Bryoria rigida

Scientific classification
- Kingdom: Fungi
- Division: Ascomycota
- Class: Lecanoromycetes
- Order: Lecanorales
- Family: Parmeliaceae
- Genus: Bryoria
- Species: B. rigida
- Binomial name: Bryoria rigida P.M.Jørg. & Myllys (2012)

= Bryoria rigida =

- Authority: P.M.Jørg. & Myllys (2012)

Species of lichen

Bryoria rigida is a species of horsehair lichen in the family Parmeliaceae. It is known from high-elevation forests in Yunnan, China, and both Darjeeling and Sikkimin India. It was formally described in 2012 and is characterized by its upright, cushion-like growth, rigid branching pattern, and black, spine-covered stems. Unlike some related species, it lacks specialized reproductive structures such as soralia or isidia. Bryoria rigida grows in humid, foggy environments at elevations between 3500 and 4300 m, growing on mossy rocks and tree branches. Chemical analyses have identified fumarprotocetraric acid as its main secondary metabolite.

==Taxonomy==

The lichen was described as a new species in 2012 by the lichenologists Per Magnus Jørgensen and Leena Myllys. The species epithet rigida alludes to its "markedly stiff" thallus. The type specimen was collected in China's Yunnan Province, within the Dali Bai Autonomous Prefecture, on Cang Mountain. It was found growing on rock at an elevation of 3570 m on 28 July 2005 by Li-Song Wang (collection number 06-26208). The holotype is deposited at the Kunming Institute of Botany (KUN).
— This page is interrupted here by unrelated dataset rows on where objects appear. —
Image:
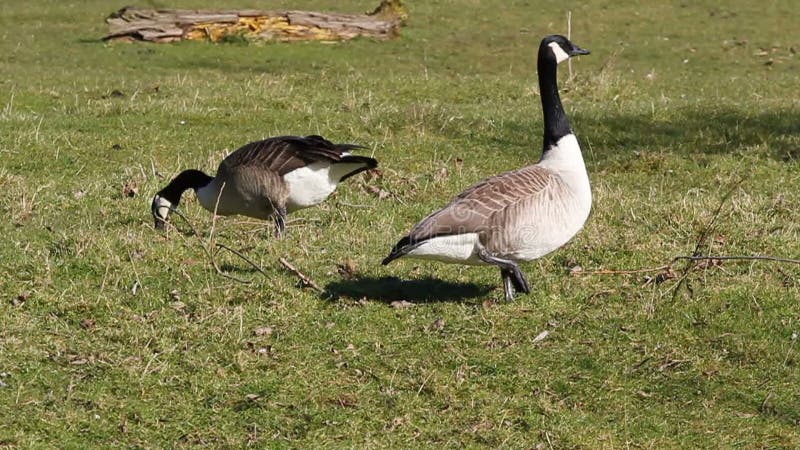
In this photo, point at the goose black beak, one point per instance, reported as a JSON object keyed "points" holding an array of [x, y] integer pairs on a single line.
{"points": [[578, 51]]}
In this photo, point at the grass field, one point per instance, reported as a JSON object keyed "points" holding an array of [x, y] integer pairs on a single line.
{"points": [[112, 333]]}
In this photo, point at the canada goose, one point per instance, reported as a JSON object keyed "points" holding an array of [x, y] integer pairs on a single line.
{"points": [[267, 179], [519, 215]]}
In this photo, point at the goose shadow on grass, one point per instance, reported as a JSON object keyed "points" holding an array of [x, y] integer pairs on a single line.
{"points": [[390, 289]]}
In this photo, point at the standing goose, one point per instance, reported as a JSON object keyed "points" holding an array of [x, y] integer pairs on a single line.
{"points": [[267, 179], [519, 215]]}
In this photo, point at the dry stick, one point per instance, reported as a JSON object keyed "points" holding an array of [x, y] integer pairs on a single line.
{"points": [[241, 255], [303, 278], [701, 240], [690, 258]]}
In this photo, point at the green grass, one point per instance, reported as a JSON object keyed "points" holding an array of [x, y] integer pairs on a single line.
{"points": [[675, 105]]}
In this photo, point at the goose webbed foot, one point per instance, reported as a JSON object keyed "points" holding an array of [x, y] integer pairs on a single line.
{"points": [[513, 278], [280, 222]]}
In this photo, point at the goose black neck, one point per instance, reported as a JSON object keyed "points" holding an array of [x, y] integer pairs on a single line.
{"points": [[556, 123], [188, 179]]}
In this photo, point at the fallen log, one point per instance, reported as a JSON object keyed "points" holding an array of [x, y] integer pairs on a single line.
{"points": [[169, 25]]}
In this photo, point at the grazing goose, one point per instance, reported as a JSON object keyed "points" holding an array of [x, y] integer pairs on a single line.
{"points": [[267, 179], [519, 215]]}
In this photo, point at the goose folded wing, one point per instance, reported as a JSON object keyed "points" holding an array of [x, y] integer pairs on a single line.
{"points": [[284, 154], [478, 209]]}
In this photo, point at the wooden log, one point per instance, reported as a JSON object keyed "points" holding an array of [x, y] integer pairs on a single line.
{"points": [[169, 25]]}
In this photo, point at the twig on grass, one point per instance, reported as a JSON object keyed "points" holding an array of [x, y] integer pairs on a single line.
{"points": [[701, 240], [672, 262], [303, 278], [241, 255]]}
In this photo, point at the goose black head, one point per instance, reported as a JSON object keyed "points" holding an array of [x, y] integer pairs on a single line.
{"points": [[560, 48], [167, 199]]}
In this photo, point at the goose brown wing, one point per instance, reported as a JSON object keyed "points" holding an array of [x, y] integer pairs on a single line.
{"points": [[284, 154], [475, 210]]}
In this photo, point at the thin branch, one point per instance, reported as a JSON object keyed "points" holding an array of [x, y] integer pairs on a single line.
{"points": [[739, 258], [303, 278], [205, 248], [674, 260], [701, 240], [622, 271], [241, 255]]}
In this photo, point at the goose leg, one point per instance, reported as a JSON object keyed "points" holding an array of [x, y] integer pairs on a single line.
{"points": [[513, 278], [280, 221], [508, 284]]}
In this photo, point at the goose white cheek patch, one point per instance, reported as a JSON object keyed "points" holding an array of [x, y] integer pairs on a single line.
{"points": [[162, 207], [559, 52]]}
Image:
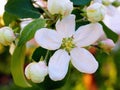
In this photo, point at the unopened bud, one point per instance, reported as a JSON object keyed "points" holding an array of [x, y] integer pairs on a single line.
{"points": [[95, 12], [63, 7], [107, 45], [6, 36], [36, 72]]}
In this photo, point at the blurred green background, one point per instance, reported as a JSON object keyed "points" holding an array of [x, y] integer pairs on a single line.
{"points": [[107, 77]]}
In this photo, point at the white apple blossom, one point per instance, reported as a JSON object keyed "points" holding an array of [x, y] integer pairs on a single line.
{"points": [[36, 71], [69, 45], [63, 7], [7, 36], [112, 18], [95, 12]]}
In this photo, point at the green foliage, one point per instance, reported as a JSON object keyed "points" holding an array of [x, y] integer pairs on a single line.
{"points": [[29, 31], [22, 9], [109, 33], [81, 2], [49, 84], [17, 67]]}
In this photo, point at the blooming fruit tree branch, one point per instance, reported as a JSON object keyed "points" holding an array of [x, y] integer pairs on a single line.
{"points": [[61, 32]]}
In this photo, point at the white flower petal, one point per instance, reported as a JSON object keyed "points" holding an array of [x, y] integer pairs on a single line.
{"points": [[112, 19], [48, 39], [58, 65], [88, 34], [83, 60], [66, 27]]}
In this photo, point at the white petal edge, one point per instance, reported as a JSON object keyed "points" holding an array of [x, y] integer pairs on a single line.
{"points": [[88, 34], [48, 39], [58, 65], [112, 19], [83, 60], [66, 27]]}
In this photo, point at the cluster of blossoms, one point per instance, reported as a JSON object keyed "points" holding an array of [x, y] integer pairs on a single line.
{"points": [[69, 44]]}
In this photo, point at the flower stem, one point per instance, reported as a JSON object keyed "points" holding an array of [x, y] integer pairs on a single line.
{"points": [[46, 56]]}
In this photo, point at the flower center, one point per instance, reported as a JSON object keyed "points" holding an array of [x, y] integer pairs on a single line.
{"points": [[67, 44]]}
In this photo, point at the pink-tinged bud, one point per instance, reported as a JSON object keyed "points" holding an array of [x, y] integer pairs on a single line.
{"points": [[63, 7], [7, 36], [41, 3], [36, 72], [107, 45]]}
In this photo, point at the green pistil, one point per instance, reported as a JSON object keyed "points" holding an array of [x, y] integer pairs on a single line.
{"points": [[67, 44]]}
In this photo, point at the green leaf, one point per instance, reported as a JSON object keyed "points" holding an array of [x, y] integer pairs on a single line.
{"points": [[17, 67], [8, 18], [81, 2], [22, 9], [109, 33], [29, 31]]}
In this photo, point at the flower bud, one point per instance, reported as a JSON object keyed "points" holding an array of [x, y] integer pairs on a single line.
{"points": [[96, 12], [107, 2], [6, 36], [107, 45], [36, 72], [63, 7]]}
Molecular phylogenetics studies have shown that Bryoria rigida belongs to section Divaricatae subclade II within the genus Bryoria. This placement has been confirmed through multi-locus analyses using various genetic markers. The species consistently forms a well-supported monophyletic group in phylogenetic analyses, particularly in studies using ITS (internal transcribed spacer) and IGS (intergenic spacer) genetic regions. It shares this subclade with several related species including B. asiatica, B. barbata, B. bicolor, B. fruticulosa, B. tenuis, and B. yunnanensis, though it maintains its distinctness as a species.

==Description==

Bryoria rigida forms upright, cushion-like tufts that can grow up to 5 cm tall. The species is distinctly bicolorous, with black basal parts and olivaceous-brown apical portions. The main stems are black, reaching up to 0.8 mm in width, and give rise to rigid, evenly branched offshoots. The smaller , often with an olive-brown tint near their tips, project upwards at sharp angles of about 45° to 65°. Many of these branches have small, spine-like projections with constricted bases.

The surface of the lichen features black, elongated pores known as pseudocyphellae, which are typically 0.1 mm wide and 0.2–0.7 mm long. These structures are most commonly found on the finer branches. Unlike some related species, B. rigida does not produce soralia or isidia, meaning it lacks specialized structures for asexual reproduction. Other reproductive structures, including apothecia and conidiomata, have not been observed.

Chemical spot tests tests reveal that the cortex and medulla react positively with para-phenylenediamine (PD+ red-orange), while other standard spot tests yield negative results. The main secondary metabolites identified are fumarprotocetraric acid, with protocetraric acid sometimes present, along with trace amounts of quaesitic and confumarprotocetraric acids, as determined by thin-layer chromatography.

==Habitat and distribution==

Bryoria rigida has been recorded from Yunnan, China, and both Darjeeling and Sikkim in India, though it is likely more widespread across the Himalayan region. It occurs at elevations between 3500 and 4300 m in humid, fog-dominated environments. The species grows on both moss-covered rocks and tree branches. The type locality is a mixed montane forest composed of Rhododendron species, Abies delavayi, and Fargesia nitida, where annual precipitation is about 1874 mm and the average temperature ranges from 7 to 8 C.